Em primeiro lugar, os atores (e os diretores) devem entender que olhar para a câmera sugere que eles estão dialogando um com o outro como se estivessem no mesmo cômodo. Isso cria um clima de cumplicidade artificial com o espectador, que abre mão da verossimilhança para entrar no espírito da coisa. Ou seja: Eu sei que cada qual está em sua respectiva casa; sei também que devo engolir esse mico para poder usufruir do enredo e dos diálogos.
Não deixa de ser um pacto prévio e silencioso entre o artista e o espectador.
O que nos remete ao segundo ponto: qualquer texto é passível de adaptação para uma live? A resposta é não. Existem os mais adequados, existem os que não se encaixam direito e existem os que de maneira alguma poderiam ser considerados. O ideal seria que os dramaturgos arregaçassem as mangas para criar um texto diretamente para uma live, agregando o artifício de comunicação à distância através de diálogos via laptop.
Uma mãe saudosa, um filho arrependido, um casal que pretende lavar a roupa suja de anos e se reconciliar. Os motes podem ser os mesmos de sempre, mas a plateia precisa saber o que está vendo. Facilitaria as coisas para ambos os lados.
Só por curiosidade, é interessante averiguar como o pessoal de outros países está enfrentando este desafio.
Nesse sentido, a Netflix saiu na frente e encomendou a 17 cineastas, atores e artistas em geral curtas sobre a pandemia. Tema: as consequências do isolamento. O conteúdo está disponível na grade e chama-se Feito em Casa.
Há um pouco de tudo. Um rapaz acopla uma câmera a um drone através da qual ele pode ver o que acontece nas redondezas de seu bairro (Ladj Ly); dois bonecos, do papa Francisco e da rainha Elizabeth, ficam conversando em vários cenários (Paulo Sorrentino); um homem que vive numa casa de repouso faz chamadas de vídeo para as mulheres da sua vida (Pablo Larrain); um casal em crise com o confinamento se diverte com os amigos, mandando posts e mensagens de voz (Rungano Nyoni). Além desses, há atrizes do porte de Rachel Morrison, Maggie Gyllenhaal e Kristen Stewart, que se aventuraram como diretoras e não se saíram mal.
Alguns são gravados através do celular e contemplam muitas possibilidades de comunicação.

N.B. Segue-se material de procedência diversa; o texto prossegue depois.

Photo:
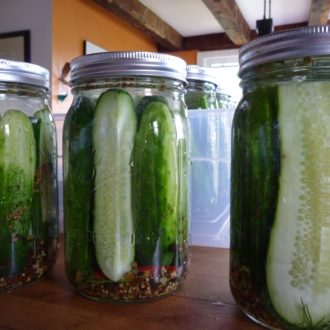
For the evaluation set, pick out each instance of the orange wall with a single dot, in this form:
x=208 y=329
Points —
x=190 y=56
x=77 y=20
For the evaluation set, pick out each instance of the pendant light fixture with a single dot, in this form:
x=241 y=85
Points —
x=265 y=25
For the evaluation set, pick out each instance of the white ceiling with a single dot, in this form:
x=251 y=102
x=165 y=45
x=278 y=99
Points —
x=192 y=17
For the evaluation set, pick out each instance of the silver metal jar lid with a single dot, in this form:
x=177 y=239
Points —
x=109 y=64
x=24 y=73
x=295 y=43
x=201 y=73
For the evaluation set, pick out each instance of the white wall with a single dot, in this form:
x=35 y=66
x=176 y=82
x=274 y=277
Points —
x=33 y=15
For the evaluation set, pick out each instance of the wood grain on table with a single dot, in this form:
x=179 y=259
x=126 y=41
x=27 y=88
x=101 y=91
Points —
x=204 y=302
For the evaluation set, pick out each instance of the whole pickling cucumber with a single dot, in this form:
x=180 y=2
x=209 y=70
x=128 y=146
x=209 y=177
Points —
x=114 y=131
x=17 y=167
x=45 y=190
x=155 y=186
x=78 y=189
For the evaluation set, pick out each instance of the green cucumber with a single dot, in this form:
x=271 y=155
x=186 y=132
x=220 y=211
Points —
x=197 y=100
x=45 y=191
x=144 y=101
x=114 y=130
x=155 y=186
x=298 y=267
x=78 y=189
x=17 y=169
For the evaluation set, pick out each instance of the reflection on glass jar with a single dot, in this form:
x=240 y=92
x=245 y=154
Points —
x=280 y=273
x=201 y=89
x=125 y=176
x=28 y=176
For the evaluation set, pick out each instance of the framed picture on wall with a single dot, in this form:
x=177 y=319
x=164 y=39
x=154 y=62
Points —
x=15 y=46
x=91 y=48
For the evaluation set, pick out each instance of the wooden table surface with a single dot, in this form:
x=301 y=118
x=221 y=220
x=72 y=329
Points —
x=204 y=302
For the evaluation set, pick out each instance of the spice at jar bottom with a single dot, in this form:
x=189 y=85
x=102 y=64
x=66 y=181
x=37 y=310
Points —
x=280 y=188
x=125 y=177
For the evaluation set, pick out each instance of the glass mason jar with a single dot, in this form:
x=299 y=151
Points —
x=125 y=176
x=225 y=101
x=28 y=176
x=280 y=184
x=201 y=89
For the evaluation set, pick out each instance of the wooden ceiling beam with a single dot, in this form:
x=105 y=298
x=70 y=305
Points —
x=319 y=12
x=220 y=41
x=142 y=18
x=231 y=20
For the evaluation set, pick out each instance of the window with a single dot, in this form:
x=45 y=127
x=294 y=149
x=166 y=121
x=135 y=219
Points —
x=225 y=64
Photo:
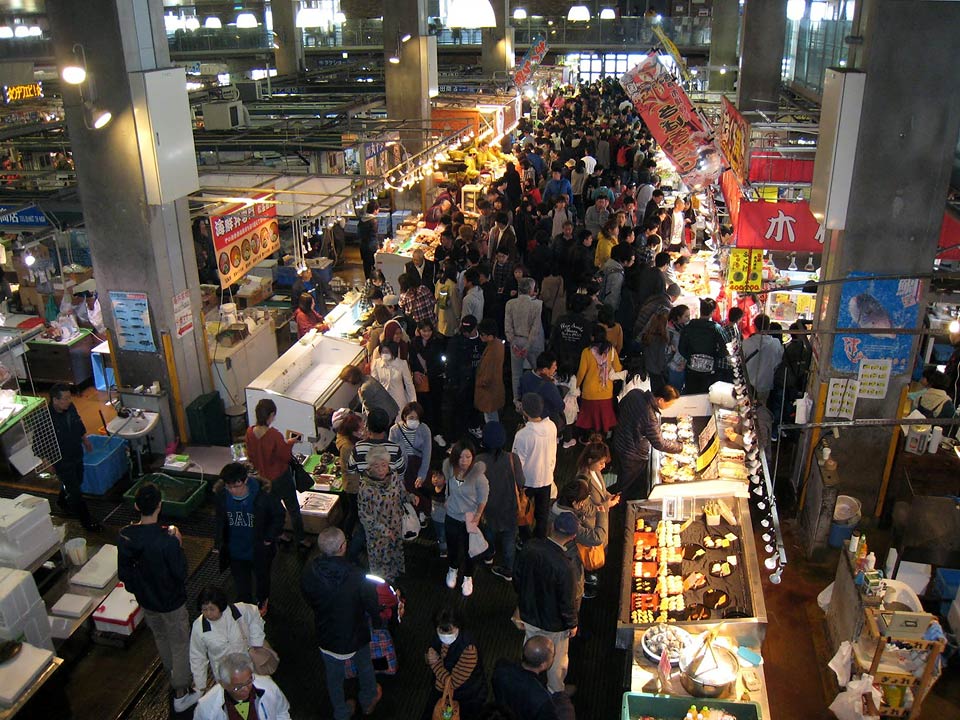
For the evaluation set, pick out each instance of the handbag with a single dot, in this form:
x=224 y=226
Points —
x=592 y=557
x=447 y=708
x=301 y=478
x=524 y=503
x=383 y=654
x=265 y=658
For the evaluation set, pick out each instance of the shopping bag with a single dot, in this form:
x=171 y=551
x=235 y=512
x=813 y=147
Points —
x=593 y=557
x=447 y=708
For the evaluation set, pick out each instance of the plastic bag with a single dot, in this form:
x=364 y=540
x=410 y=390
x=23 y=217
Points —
x=848 y=705
x=840 y=663
x=824 y=598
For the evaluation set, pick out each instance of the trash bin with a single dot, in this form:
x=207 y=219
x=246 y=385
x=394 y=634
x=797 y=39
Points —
x=846 y=517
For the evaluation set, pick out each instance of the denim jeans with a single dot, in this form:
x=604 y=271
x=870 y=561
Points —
x=505 y=541
x=335 y=676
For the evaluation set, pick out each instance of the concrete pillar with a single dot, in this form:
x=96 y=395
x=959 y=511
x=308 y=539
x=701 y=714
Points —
x=408 y=82
x=908 y=130
x=496 y=54
x=761 y=54
x=724 y=33
x=135 y=246
x=288 y=56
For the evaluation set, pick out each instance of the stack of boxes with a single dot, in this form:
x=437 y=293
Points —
x=23 y=616
x=26 y=531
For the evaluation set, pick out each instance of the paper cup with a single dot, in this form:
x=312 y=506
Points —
x=76 y=550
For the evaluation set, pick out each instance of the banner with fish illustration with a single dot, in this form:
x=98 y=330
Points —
x=674 y=122
x=883 y=305
x=243 y=237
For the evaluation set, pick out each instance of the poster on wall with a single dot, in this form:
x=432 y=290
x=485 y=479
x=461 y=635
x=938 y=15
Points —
x=673 y=121
x=243 y=237
x=132 y=313
x=881 y=305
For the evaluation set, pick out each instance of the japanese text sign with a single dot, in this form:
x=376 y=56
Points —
x=244 y=237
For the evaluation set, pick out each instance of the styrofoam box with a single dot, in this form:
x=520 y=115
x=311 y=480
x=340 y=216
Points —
x=17 y=674
x=119 y=613
x=26 y=531
x=18 y=594
x=33 y=627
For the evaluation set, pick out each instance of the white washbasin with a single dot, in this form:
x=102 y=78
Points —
x=135 y=426
x=898 y=591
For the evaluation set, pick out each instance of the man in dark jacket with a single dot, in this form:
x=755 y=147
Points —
x=546 y=582
x=638 y=428
x=343 y=602
x=72 y=438
x=248 y=522
x=703 y=347
x=519 y=687
x=152 y=566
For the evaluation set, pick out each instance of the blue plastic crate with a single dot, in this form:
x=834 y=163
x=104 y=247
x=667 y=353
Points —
x=105 y=465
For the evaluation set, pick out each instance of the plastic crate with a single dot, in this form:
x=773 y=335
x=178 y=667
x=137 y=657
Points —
x=671 y=707
x=181 y=496
x=946 y=583
x=106 y=464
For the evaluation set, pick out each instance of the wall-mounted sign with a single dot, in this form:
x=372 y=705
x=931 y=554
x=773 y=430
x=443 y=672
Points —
x=27 y=91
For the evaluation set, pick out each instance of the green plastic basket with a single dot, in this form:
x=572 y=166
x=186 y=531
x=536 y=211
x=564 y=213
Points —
x=181 y=496
x=672 y=707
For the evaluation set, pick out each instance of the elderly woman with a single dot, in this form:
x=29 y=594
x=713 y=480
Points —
x=380 y=508
x=249 y=695
x=222 y=628
x=466 y=490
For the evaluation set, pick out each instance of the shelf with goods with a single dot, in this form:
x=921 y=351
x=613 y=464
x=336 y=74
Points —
x=894 y=659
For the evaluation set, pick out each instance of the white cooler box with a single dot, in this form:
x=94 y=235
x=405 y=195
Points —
x=26 y=531
x=120 y=613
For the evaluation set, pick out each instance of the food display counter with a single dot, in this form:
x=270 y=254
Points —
x=305 y=379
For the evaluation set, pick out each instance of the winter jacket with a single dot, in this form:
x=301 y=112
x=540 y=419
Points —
x=267 y=524
x=536 y=446
x=152 y=566
x=271 y=703
x=546 y=584
x=612 y=284
x=489 y=395
x=239 y=628
x=343 y=600
x=467 y=495
x=638 y=428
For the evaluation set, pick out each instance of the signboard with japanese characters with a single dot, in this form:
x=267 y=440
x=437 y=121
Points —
x=745 y=270
x=527 y=66
x=733 y=137
x=784 y=226
x=673 y=121
x=244 y=237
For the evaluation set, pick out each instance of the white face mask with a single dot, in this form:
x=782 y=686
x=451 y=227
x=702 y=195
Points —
x=448 y=639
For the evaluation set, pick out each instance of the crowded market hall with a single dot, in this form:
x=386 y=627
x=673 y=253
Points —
x=488 y=360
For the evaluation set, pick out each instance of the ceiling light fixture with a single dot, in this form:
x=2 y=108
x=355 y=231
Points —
x=470 y=14
x=246 y=21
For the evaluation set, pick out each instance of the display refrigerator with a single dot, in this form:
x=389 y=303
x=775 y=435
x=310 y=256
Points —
x=303 y=380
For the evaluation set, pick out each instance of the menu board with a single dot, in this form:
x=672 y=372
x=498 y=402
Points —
x=244 y=237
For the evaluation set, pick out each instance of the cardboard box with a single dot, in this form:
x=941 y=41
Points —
x=119 y=613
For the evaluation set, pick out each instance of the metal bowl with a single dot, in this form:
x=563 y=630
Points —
x=712 y=679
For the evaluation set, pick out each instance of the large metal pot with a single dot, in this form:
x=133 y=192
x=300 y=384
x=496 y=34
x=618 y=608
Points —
x=708 y=672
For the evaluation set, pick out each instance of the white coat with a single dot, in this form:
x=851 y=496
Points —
x=210 y=641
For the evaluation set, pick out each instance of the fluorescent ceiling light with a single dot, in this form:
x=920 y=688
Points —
x=796 y=9
x=246 y=20
x=309 y=17
x=470 y=14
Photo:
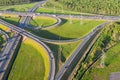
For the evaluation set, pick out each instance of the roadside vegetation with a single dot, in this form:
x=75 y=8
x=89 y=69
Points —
x=104 y=57
x=41 y=21
x=23 y=7
x=53 y=10
x=10 y=19
x=69 y=29
x=106 y=7
x=62 y=52
x=13 y=2
x=32 y=62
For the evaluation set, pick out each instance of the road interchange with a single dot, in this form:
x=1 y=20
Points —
x=39 y=40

Há humor, poesia, solidariedade, afeto, solidão, drama. Nem todos são bons, mas valem uma curtida.
Apesar de serem curtas e não lives propriamente ditas, todos deveriam ver para diversificar suas ideias.
Apesar disso tudo, as lives estão melhorando. Não à toa, muitos dos espetáculos brasileiros agregaram a seus projetos artistas da imagem que alternam cenas de documentários e filmes às lives, além de muitos efeitos especiais, que contribuem para acelerar a dinâmica dos diálogos, quase sempre estáticos demais.